Volatility was also engendered by worries over a possible Greek exit from the Eurozone – accompanied by spillover fears for the rest of Europe – if this Sunday’s general election in the country returns an anti-bailout government.
The FTSE 100 index closed up 41.37 points, or 0.8 per cent, at 5,473.74, near the top of a 60 point trading range for the day, in relatively thin volume of 75 per cent of the 90-day daily average.
The FTSE 100 volatility index was up 1.8 per cent yesterday, having gained nearly four per cent in the previous session.
Market heavyweight Vodafone accounted for a chunk of the FTSE 100’s gains, with its 2.1 per cent advance equating to around seven points on the index, with the mobile telecoms firm helped by some positive broker comment.
BofA Merrill Lynch repeated its “buy” rating and 215p price target on Vodafone saying it sees positive catalysts remaining for the group in Europe and the United States.
Precious metal miners Randgold Resources and Fresnillo were also among the strongest performers, up three and 2.4 per cent respectively, as the gold price rose above $1,600 an ounce, with volatile markets favouring the traditional safe-haven metal.
US blue chips were equally volatile yesterday, opening higher after big falls in the previous session, before dipping back, and then recovering to print a rise of around 0.9 per cent by London’s close.
Inter-dealer broker ICAP was a top British blue chip gainer, up 2.7 per cent with Faraday Research seeing the firm doing well in volatile and fluctuating markets.
“More volatility and uncertainty would lead to more trades, which in turn leads to more commission for the company.
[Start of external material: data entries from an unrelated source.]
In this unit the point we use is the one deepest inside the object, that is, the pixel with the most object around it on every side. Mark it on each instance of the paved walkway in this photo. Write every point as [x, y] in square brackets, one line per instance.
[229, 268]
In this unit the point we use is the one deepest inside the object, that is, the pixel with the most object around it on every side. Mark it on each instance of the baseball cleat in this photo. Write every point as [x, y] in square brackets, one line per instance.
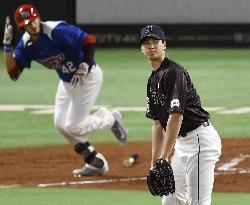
[90, 170]
[118, 128]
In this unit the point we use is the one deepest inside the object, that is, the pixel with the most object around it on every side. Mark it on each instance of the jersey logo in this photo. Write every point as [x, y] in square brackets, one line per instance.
[175, 103]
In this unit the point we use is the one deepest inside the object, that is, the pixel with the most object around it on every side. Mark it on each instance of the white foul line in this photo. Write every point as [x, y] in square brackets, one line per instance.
[101, 181]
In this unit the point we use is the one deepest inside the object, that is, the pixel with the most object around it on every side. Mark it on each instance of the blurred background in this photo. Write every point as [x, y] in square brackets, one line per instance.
[116, 23]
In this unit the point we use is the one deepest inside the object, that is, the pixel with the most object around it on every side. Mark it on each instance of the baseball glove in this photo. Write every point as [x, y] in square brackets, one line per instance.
[160, 179]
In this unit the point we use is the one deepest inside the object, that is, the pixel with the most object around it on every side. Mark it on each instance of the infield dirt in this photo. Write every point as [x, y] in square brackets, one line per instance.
[54, 164]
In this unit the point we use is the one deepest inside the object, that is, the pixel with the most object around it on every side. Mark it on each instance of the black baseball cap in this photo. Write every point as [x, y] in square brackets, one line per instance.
[152, 31]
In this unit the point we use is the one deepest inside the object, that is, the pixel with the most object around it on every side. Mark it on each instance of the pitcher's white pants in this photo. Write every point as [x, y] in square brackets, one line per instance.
[193, 166]
[73, 105]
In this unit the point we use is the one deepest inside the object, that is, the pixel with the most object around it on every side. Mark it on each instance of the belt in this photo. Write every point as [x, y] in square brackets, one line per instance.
[204, 124]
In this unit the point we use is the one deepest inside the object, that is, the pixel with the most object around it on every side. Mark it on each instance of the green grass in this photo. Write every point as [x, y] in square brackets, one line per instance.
[221, 77]
[71, 196]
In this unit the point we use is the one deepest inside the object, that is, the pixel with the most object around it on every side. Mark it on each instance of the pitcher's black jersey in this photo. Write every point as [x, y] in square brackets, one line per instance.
[170, 90]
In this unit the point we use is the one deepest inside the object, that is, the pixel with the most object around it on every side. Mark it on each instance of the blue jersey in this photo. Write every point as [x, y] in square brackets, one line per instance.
[58, 47]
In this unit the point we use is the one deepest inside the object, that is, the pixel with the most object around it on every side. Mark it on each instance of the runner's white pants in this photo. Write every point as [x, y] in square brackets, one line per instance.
[73, 105]
[193, 165]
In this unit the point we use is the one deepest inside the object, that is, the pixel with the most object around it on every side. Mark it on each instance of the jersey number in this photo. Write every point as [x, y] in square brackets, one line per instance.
[68, 67]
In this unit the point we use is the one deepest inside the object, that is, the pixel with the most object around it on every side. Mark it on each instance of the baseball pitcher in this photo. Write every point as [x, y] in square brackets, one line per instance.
[181, 123]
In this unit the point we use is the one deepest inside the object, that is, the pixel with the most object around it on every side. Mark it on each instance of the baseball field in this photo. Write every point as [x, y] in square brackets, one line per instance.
[36, 162]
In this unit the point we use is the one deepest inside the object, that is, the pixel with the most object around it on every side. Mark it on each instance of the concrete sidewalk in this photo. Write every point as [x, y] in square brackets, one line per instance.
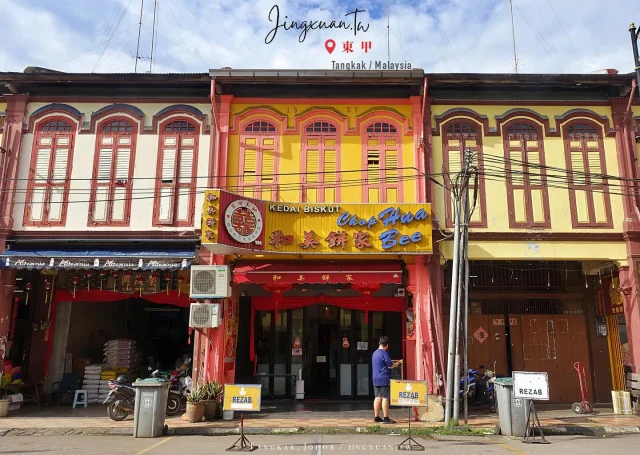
[305, 417]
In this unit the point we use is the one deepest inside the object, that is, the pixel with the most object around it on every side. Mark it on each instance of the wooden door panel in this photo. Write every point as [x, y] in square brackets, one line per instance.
[553, 343]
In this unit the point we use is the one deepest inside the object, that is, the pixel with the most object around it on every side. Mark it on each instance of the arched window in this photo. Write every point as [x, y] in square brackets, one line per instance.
[588, 190]
[50, 171]
[176, 174]
[113, 172]
[259, 149]
[462, 135]
[383, 151]
[320, 167]
[527, 194]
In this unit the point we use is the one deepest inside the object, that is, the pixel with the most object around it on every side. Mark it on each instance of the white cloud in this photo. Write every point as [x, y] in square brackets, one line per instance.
[436, 35]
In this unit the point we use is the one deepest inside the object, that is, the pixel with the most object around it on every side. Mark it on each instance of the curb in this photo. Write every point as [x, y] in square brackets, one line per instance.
[554, 430]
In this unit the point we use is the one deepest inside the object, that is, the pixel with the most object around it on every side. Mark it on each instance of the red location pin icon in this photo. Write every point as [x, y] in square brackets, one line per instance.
[330, 45]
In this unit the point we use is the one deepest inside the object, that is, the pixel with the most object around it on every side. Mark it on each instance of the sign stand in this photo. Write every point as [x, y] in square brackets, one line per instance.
[242, 397]
[410, 443]
[242, 444]
[533, 425]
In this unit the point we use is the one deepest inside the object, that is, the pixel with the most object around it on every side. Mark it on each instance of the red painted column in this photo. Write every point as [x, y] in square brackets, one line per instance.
[9, 161]
[629, 274]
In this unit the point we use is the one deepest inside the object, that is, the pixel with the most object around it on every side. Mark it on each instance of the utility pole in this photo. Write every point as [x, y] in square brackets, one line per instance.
[135, 70]
[153, 34]
[513, 37]
[458, 281]
[635, 35]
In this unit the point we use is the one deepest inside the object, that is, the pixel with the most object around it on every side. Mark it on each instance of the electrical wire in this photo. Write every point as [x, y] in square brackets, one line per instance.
[111, 36]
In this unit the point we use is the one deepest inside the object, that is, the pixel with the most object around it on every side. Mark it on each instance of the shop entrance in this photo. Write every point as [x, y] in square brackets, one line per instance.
[331, 346]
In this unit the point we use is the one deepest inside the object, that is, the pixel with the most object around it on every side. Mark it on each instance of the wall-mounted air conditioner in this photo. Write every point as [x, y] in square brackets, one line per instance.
[210, 282]
[204, 315]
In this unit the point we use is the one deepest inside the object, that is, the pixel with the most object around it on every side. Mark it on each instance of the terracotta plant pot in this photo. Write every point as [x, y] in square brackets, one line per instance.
[211, 410]
[195, 412]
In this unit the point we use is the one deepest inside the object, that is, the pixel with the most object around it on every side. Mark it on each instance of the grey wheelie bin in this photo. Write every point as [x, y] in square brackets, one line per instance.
[151, 406]
[512, 412]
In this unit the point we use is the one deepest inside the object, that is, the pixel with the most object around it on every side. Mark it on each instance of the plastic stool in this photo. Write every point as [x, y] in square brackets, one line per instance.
[77, 400]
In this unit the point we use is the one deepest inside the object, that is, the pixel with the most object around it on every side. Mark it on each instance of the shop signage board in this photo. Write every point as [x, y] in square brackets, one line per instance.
[242, 397]
[531, 385]
[233, 223]
[408, 393]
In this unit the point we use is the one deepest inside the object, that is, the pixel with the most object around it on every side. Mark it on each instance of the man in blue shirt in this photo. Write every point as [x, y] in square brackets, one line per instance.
[380, 364]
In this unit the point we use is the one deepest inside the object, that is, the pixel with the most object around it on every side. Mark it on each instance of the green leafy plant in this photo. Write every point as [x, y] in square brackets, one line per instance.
[197, 395]
[213, 390]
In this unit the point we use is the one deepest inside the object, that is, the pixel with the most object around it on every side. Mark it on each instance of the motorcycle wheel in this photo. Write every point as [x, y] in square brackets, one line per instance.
[174, 403]
[115, 412]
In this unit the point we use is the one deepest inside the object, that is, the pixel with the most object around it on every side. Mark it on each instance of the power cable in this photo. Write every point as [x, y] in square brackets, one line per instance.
[111, 37]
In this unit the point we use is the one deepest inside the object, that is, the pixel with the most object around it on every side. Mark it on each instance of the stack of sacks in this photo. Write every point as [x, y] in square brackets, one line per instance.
[91, 382]
[123, 354]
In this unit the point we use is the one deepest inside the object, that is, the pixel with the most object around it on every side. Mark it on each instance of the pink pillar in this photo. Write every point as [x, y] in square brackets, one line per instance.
[629, 275]
[630, 289]
[420, 287]
[9, 161]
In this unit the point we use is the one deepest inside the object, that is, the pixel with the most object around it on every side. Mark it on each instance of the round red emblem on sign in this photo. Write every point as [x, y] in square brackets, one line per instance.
[243, 221]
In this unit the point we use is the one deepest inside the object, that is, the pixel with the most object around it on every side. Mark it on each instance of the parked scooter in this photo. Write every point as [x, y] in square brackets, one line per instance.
[481, 390]
[122, 398]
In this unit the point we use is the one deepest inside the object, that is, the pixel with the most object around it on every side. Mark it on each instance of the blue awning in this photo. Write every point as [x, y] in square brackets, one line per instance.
[120, 259]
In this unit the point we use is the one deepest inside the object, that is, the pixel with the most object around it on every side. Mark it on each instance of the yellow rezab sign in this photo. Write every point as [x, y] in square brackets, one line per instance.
[408, 393]
[242, 397]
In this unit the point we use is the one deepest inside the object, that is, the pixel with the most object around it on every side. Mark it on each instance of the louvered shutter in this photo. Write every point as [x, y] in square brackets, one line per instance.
[268, 165]
[250, 164]
[185, 178]
[42, 165]
[167, 180]
[391, 166]
[330, 166]
[313, 166]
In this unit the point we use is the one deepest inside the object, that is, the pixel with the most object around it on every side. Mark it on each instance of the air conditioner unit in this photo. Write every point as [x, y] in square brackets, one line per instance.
[204, 315]
[209, 282]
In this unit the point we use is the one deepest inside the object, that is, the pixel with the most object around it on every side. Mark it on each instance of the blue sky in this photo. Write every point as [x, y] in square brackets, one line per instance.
[552, 36]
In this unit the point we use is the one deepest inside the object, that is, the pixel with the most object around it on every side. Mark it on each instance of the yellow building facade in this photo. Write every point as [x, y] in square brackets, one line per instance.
[549, 236]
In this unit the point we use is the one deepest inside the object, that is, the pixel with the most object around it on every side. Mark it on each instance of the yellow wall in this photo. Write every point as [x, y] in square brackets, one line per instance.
[560, 211]
[351, 148]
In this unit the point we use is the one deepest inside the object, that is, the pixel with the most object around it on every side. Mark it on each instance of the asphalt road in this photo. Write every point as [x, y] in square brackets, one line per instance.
[311, 444]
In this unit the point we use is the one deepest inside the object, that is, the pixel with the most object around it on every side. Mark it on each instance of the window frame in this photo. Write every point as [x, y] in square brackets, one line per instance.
[588, 187]
[321, 135]
[112, 186]
[162, 134]
[31, 185]
[526, 185]
[259, 186]
[381, 186]
[446, 150]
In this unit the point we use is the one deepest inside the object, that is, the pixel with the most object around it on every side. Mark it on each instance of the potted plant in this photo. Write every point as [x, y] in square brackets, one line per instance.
[195, 404]
[213, 390]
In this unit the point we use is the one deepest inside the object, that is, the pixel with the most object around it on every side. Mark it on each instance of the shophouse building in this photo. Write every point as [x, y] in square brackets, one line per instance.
[115, 184]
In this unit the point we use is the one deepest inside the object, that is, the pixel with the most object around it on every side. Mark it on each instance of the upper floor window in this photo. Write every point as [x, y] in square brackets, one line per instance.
[50, 173]
[460, 136]
[260, 127]
[259, 149]
[527, 194]
[113, 171]
[381, 127]
[320, 168]
[383, 150]
[588, 190]
[176, 174]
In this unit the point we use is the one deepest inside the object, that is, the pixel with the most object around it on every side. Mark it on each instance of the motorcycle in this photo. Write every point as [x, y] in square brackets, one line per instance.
[122, 398]
[481, 390]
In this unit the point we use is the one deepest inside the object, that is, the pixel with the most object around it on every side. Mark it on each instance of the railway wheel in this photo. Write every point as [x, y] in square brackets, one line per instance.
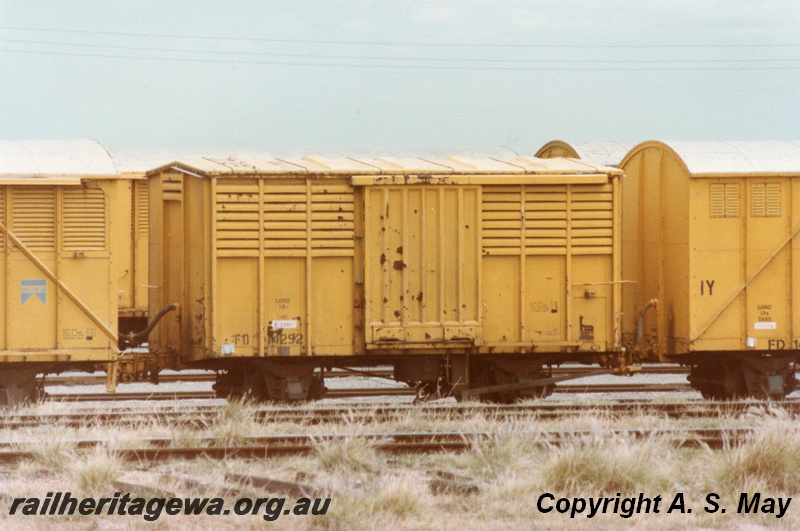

Right now looks to be the calm before the oncoming storm,” said David Lowery, equity analyst at Faraday Research. “With a potential spike in volatility just around the corner, we feel ICAP is perfectly placed to see earnings and profits increase over and above current forecasts.”
In marked contrast to the blue chips, and again illustrating the market’s volatility, British mid cap stocks were sharply lower, with the FTSE 250 index down 0.9 per cent.
Weakness in British housebuilders was a drag on mid cap sentiment, with Redrow, Bovis Homes, and Persimmon worst off, all down around two to three per cent after some disappointing domestic economic data.
The latest RICS survey showed British house prices falling at a slower pace in May, although the outlook worsened as the Eurozone crisis intensified and sales took a temporary hit from the expiry of a tax holiday.
And British manufacturing output posted a surprise fall in April, official data showed yesterday, raising the risk of a longer recession and piling pressure on policymakers to take action to boost growth.